Qi'ra reaped her own consequences of her and Mara's outing and run-in with Quinlan Vos the following day. Mara left her at the apartment tower only a little before midnight, at which point, apparently, the handmaidens still assumed she was only returning from a normal day off. But by breakfast, the jig was up. She could tell by the way the others looked at her. They at least maintained enough courtesy to let her finish her meal before starting in on an interrogation.
"What were you doing in the Crimson Corridor yesterday?" Lane demanded as soon as all their dishes had been passed off to the kitchen droid.
"A girl can't just go have a quiet drink these days?" she retorted.

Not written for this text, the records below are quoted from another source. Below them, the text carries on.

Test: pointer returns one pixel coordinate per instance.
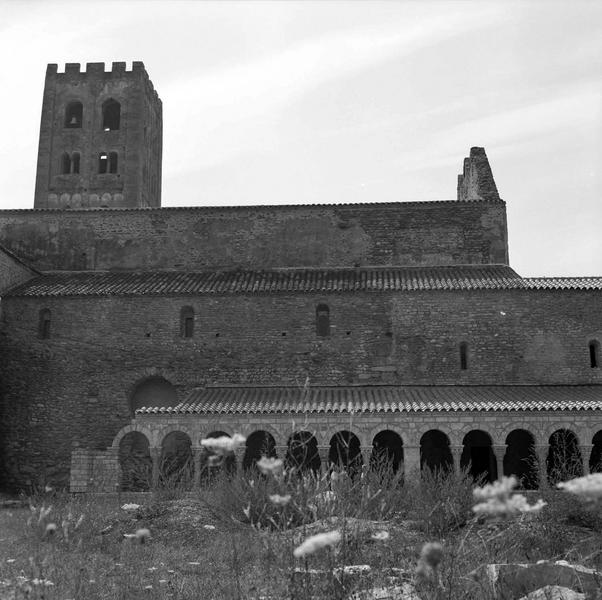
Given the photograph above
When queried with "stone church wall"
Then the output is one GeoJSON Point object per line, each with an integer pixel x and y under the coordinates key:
{"type": "Point", "coordinates": [75, 386]}
{"type": "Point", "coordinates": [430, 233]}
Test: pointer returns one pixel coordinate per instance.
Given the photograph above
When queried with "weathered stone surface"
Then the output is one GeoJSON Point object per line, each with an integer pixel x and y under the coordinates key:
{"type": "Point", "coordinates": [510, 581]}
{"type": "Point", "coordinates": [554, 592]}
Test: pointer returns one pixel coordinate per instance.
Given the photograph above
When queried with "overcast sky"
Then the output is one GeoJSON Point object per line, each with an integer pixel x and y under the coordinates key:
{"type": "Point", "coordinates": [326, 102]}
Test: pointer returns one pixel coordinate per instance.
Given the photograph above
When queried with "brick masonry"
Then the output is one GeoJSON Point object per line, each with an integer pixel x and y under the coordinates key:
{"type": "Point", "coordinates": [82, 378]}
{"type": "Point", "coordinates": [427, 233]}
{"type": "Point", "coordinates": [137, 142]}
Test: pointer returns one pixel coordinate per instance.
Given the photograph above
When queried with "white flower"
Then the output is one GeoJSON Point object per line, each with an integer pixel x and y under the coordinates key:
{"type": "Point", "coordinates": [142, 535]}
{"type": "Point", "coordinates": [588, 487]}
{"type": "Point", "coordinates": [280, 500]}
{"type": "Point", "coordinates": [316, 542]}
{"type": "Point", "coordinates": [498, 500]}
{"type": "Point", "coordinates": [270, 466]}
{"type": "Point", "coordinates": [497, 489]}
{"type": "Point", "coordinates": [224, 444]}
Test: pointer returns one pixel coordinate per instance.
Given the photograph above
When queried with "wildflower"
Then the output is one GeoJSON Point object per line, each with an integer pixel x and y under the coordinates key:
{"type": "Point", "coordinates": [498, 501]}
{"type": "Point", "coordinates": [44, 512]}
{"type": "Point", "coordinates": [270, 466]}
{"type": "Point", "coordinates": [588, 487]}
{"type": "Point", "coordinates": [224, 444]}
{"type": "Point", "coordinates": [431, 554]}
{"type": "Point", "coordinates": [143, 535]}
{"type": "Point", "coordinates": [214, 461]}
{"type": "Point", "coordinates": [280, 500]}
{"type": "Point", "coordinates": [316, 542]}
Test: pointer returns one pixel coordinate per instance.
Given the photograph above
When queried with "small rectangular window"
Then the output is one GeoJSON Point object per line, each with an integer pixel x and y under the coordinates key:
{"type": "Point", "coordinates": [463, 356]}
{"type": "Point", "coordinates": [103, 163]}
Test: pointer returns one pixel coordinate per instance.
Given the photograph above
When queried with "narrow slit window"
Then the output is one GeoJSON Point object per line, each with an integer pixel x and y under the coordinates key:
{"type": "Point", "coordinates": [65, 164]}
{"type": "Point", "coordinates": [44, 324]}
{"type": "Point", "coordinates": [187, 322]}
{"type": "Point", "coordinates": [111, 115]}
{"type": "Point", "coordinates": [74, 115]}
{"type": "Point", "coordinates": [322, 320]}
{"type": "Point", "coordinates": [103, 163]}
{"type": "Point", "coordinates": [112, 162]}
{"type": "Point", "coordinates": [463, 356]}
{"type": "Point", "coordinates": [594, 354]}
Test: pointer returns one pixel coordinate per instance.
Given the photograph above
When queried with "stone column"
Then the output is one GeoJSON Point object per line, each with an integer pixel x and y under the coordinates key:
{"type": "Point", "coordinates": [542, 454]}
{"type": "Point", "coordinates": [586, 453]}
{"type": "Point", "coordinates": [456, 451]}
{"type": "Point", "coordinates": [499, 451]}
{"type": "Point", "coordinates": [323, 452]}
{"type": "Point", "coordinates": [411, 459]}
{"type": "Point", "coordinates": [197, 457]}
{"type": "Point", "coordinates": [281, 451]}
{"type": "Point", "coordinates": [366, 455]}
{"type": "Point", "coordinates": [239, 455]}
{"type": "Point", "coordinates": [155, 452]}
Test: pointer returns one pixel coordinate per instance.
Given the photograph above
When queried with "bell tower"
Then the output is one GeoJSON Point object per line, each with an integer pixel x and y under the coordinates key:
{"type": "Point", "coordinates": [100, 139]}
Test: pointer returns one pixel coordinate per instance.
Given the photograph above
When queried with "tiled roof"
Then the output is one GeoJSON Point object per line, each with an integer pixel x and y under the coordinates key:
{"type": "Point", "coordinates": [98, 283]}
{"type": "Point", "coordinates": [244, 207]}
{"type": "Point", "coordinates": [563, 283]}
{"type": "Point", "coordinates": [383, 399]}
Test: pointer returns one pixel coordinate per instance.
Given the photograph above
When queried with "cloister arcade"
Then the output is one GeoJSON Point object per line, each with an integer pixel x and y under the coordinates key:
{"type": "Point", "coordinates": [158, 450]}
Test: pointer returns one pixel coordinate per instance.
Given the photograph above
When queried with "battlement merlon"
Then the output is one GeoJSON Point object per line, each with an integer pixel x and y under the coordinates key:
{"type": "Point", "coordinates": [476, 182]}
{"type": "Point", "coordinates": [73, 71]}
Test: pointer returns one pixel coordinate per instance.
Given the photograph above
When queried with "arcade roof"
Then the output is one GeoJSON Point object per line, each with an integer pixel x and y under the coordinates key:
{"type": "Point", "coordinates": [383, 399]}
{"type": "Point", "coordinates": [159, 283]}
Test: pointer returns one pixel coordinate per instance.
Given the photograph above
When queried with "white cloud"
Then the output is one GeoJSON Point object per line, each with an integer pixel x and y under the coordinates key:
{"type": "Point", "coordinates": [203, 105]}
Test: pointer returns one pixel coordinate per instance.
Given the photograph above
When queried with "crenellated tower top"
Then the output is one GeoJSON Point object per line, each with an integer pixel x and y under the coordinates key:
{"type": "Point", "coordinates": [100, 138]}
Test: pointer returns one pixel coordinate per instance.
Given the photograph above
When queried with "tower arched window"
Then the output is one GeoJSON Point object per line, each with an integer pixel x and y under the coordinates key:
{"type": "Point", "coordinates": [322, 320]}
{"type": "Point", "coordinates": [65, 164]}
{"type": "Point", "coordinates": [112, 162]}
{"type": "Point", "coordinates": [463, 356]}
{"type": "Point", "coordinates": [111, 115]}
{"type": "Point", "coordinates": [594, 354]}
{"type": "Point", "coordinates": [74, 112]}
{"type": "Point", "coordinates": [187, 322]}
{"type": "Point", "coordinates": [44, 324]}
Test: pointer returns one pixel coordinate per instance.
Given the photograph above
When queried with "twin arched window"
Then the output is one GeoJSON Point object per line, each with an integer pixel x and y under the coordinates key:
{"type": "Point", "coordinates": [107, 162]}
{"type": "Point", "coordinates": [70, 163]}
{"type": "Point", "coordinates": [111, 115]}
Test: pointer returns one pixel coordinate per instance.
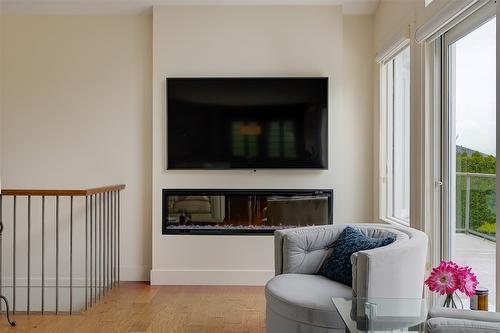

She saw Jaen wince and felt a little regret. Her tone was icier than she had meant it to be. She was making a bad start.
"If that was all you were after, you wouldn't have needed to go so far. And I'd hardly call the Corridor 'quiet.' If you'd stayed near the Senate district, you would've had a much smaller chance of stumbling across a random corpse."
"That must have been dreadful," Camilla offered, but the softness of her words was not reflected in her expression.
"And what were you doing with Mara Jade?" Lane continued.
So, Mara's involvement is of secondary interest, Qi'ra noted. It's the location that bothers them most. That together with my being there, a criminal in a criminogenic part of town. Lane thinks I've corrupted their Jedi somehow.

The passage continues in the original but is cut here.